When comparing Snowplow numbers against GA, we recommend starting by looking at page views by page URL. There is very little business logic associated with recording a page view, so these numbers should typically agree very closely, with Snowplow reporting higher numbers because we don’t remove bots from the list. (Note that GA will remove many more bots than are identified by the user agent parsing libraries that are available with Snowplow. The size of the discrepancy then reflects how much bot traffic your site attracts - we see it varying between 3 and 15% for e.g. jobs boards and other sites that attract crawlers.)
Often carrying out the above step throws up differences in tracking implementation between GA and Snowplow. (E.g. pages that are missed with one and not the other.)

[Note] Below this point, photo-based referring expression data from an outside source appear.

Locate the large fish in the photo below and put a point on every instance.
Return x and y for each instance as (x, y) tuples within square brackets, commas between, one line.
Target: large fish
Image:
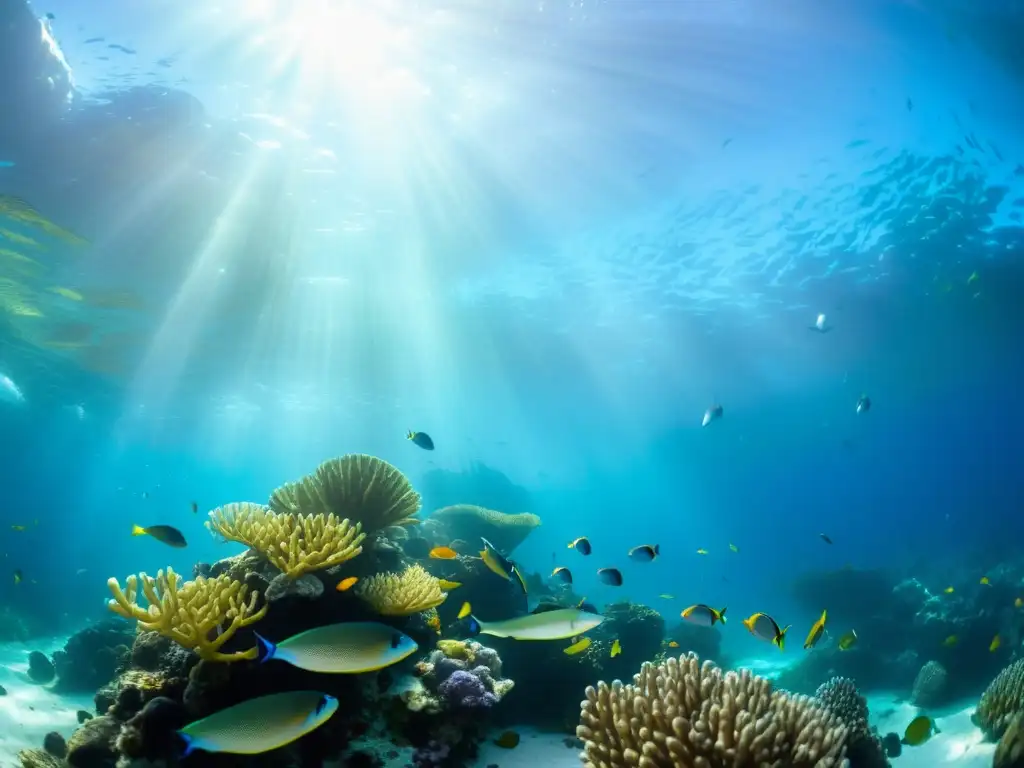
[(346, 648), (259, 724)]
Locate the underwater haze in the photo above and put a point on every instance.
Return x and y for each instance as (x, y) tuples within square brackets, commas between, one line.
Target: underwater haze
[(742, 280)]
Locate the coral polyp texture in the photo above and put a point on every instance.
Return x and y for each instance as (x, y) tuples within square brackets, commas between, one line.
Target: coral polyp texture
[(470, 522), (356, 486), (402, 594), (188, 613), (294, 544), (1003, 699), (681, 714)]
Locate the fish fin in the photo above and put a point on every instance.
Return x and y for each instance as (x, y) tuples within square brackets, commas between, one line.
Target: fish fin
[(264, 648)]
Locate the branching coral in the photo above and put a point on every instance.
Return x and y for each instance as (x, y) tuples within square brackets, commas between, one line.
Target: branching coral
[(1003, 699), (356, 486), (295, 544), (189, 613), (470, 522), (402, 594), (682, 714)]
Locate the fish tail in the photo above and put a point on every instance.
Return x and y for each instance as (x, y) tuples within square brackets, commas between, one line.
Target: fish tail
[(265, 650)]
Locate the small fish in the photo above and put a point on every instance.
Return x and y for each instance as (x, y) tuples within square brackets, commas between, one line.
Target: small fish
[(764, 627), (420, 438), (578, 647), (562, 574), (817, 630), (920, 730), (713, 414), (848, 640), (644, 553), (346, 648), (702, 615), (508, 740), (550, 625), (259, 724), (581, 545), (346, 584), (163, 534)]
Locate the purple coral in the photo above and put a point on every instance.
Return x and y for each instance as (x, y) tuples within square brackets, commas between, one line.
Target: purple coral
[(466, 689)]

If those two numbers agree then explore the difference in unique visitors by page. Both Google and Snowplow primarily base this number on a first party cookie, so again our expectation is that they should be pretty close, with Snowplow reporting higher numbers because of bots.

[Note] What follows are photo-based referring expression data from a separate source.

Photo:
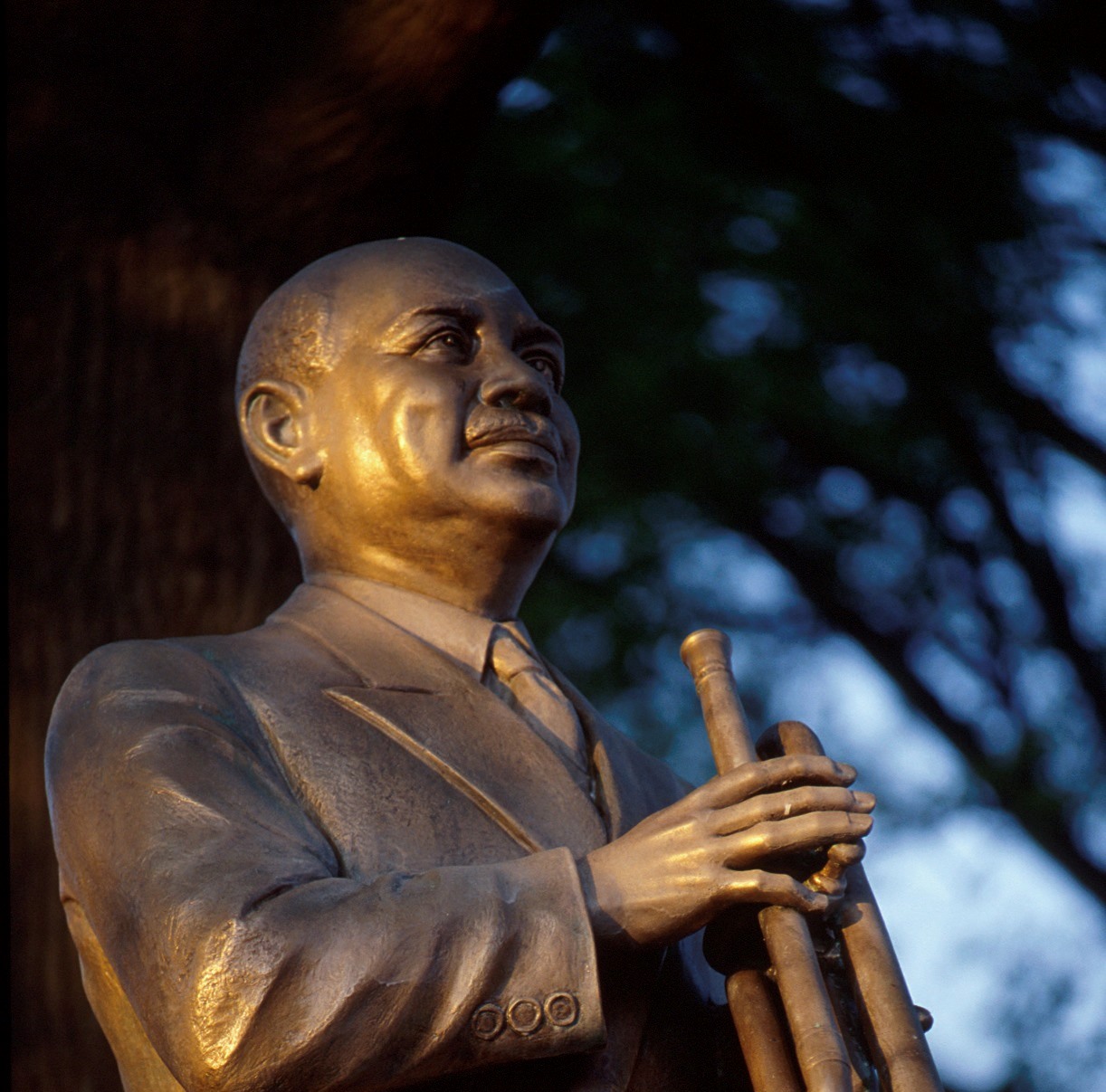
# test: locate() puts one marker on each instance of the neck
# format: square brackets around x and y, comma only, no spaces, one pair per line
[477,577]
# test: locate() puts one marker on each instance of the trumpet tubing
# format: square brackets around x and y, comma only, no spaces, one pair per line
[893,1043]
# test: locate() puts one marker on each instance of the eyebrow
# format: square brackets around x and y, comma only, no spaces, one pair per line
[529,333]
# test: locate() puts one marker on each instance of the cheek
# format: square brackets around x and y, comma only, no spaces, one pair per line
[422,429]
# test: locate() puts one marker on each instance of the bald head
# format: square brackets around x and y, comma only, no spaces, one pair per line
[298,333]
[400,405]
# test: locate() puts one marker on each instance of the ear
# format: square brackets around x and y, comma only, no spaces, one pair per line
[278,429]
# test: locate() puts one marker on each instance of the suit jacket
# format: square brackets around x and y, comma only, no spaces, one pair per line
[319,856]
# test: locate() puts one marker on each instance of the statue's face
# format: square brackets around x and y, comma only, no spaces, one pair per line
[443,408]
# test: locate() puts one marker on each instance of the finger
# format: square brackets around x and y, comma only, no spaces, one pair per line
[758,886]
[782,804]
[755,778]
[796,834]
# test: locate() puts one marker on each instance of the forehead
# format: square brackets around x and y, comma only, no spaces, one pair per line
[375,295]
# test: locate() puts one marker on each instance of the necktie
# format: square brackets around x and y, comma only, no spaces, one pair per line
[536,696]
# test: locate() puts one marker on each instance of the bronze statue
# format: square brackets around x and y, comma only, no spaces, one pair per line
[379,842]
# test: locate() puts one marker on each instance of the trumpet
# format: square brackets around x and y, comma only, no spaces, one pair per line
[821,1005]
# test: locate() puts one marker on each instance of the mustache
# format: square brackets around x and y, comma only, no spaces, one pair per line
[496,424]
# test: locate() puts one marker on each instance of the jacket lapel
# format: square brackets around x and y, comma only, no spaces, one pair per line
[444,718]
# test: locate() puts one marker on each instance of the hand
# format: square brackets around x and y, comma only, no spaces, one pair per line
[677,870]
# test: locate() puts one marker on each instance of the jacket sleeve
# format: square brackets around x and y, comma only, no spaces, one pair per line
[252,962]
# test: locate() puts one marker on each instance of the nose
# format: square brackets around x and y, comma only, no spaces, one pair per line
[511,383]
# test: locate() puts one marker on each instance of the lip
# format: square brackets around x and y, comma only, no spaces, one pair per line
[518,439]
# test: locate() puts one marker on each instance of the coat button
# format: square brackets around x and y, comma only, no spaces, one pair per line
[488,1021]
[562,1009]
[524,1016]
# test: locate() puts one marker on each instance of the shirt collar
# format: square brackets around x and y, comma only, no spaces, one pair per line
[458,633]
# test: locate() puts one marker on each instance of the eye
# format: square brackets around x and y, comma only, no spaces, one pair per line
[449,339]
[548,365]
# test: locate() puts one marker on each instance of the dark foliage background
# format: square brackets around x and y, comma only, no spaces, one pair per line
[807,259]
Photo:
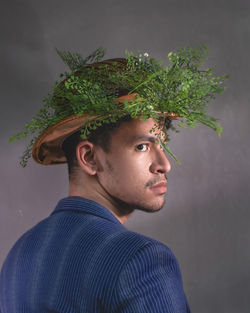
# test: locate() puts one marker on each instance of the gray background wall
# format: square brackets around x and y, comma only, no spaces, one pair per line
[206,218]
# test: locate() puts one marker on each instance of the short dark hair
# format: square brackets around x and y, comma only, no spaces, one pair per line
[101,137]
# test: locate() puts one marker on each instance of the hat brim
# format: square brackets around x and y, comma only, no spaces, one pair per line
[47,149]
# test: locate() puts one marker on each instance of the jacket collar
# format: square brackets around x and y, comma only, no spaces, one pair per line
[84,205]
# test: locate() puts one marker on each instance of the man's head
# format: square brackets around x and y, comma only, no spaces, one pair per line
[120,162]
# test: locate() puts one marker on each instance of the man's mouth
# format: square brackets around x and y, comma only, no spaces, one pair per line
[159,187]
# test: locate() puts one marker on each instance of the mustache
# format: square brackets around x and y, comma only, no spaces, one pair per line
[155,181]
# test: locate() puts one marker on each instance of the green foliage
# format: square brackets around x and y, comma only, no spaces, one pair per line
[182,87]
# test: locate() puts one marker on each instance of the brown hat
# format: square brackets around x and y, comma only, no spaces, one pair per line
[47,149]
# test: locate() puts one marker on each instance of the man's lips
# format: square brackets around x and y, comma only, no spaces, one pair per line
[159,187]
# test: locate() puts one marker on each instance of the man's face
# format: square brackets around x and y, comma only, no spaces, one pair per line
[133,166]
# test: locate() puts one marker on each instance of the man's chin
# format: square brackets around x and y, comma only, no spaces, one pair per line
[126,208]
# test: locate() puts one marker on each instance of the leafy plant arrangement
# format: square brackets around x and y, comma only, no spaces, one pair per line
[182,89]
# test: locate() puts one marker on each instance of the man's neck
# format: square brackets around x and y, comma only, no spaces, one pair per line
[102,199]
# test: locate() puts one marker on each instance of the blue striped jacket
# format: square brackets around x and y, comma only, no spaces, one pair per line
[82,259]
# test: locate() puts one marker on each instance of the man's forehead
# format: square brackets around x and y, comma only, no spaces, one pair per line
[136,130]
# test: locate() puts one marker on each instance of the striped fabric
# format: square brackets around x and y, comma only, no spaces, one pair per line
[82,259]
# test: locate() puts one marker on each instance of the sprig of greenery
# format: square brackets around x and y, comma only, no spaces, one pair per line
[182,88]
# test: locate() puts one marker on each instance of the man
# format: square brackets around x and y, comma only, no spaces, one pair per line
[82,258]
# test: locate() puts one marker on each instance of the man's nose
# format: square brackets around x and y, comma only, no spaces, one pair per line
[160,163]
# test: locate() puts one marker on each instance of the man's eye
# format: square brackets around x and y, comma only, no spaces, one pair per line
[142,147]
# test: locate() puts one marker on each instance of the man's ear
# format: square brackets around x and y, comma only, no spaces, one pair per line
[85,154]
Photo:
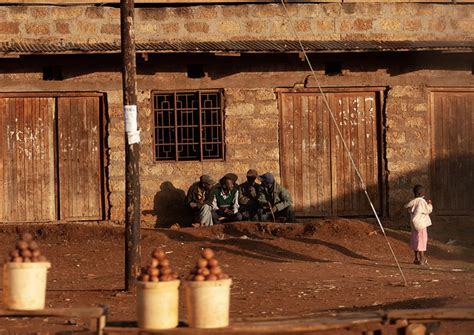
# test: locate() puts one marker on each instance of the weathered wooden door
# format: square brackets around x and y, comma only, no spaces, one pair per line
[452,173]
[50,158]
[27,188]
[314,164]
[79,158]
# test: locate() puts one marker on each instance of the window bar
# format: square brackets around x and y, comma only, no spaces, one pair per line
[201,149]
[175,127]
[221,114]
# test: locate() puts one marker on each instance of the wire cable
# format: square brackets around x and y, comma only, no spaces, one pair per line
[361,179]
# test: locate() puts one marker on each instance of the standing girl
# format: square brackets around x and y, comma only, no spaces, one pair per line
[419,210]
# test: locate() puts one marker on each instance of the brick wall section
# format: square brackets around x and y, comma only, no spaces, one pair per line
[251,124]
[408,143]
[330,21]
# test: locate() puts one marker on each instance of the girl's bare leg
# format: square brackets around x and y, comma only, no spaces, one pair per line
[417,258]
[422,257]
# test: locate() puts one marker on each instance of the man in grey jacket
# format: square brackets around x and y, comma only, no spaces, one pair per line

In general we recommend avoiding comparing session numbers. The GA sessionization logic is very specific (and advertiser-friendly) - the sessionization that the Snowplow JS tracker supports out of the box follows the Adobe simple 30 minute timeout model. If you must compare session numbers we have a guide (incl. SQL):
http://discourse.snowplow.io/t/reconciling-snowplow-and-google-analytics-session-numbers/80
So to summarise: my guess is that an implementation difference accounts for the very large discrepancy you’ve seen - unless you’re a site that attracts a lot of bots. (In which case - how do you filter these out when comparing?) I take it that your Snowplow numbers are higher, which makes me wonder if your GA coverage isn’t 100%? This should become clear once you start slicing the numbers by URL. It would also be worth understanding if you’ve done anything on the GA side to cusomize how uniques are identified (e.g. passing in your own user identifiers)?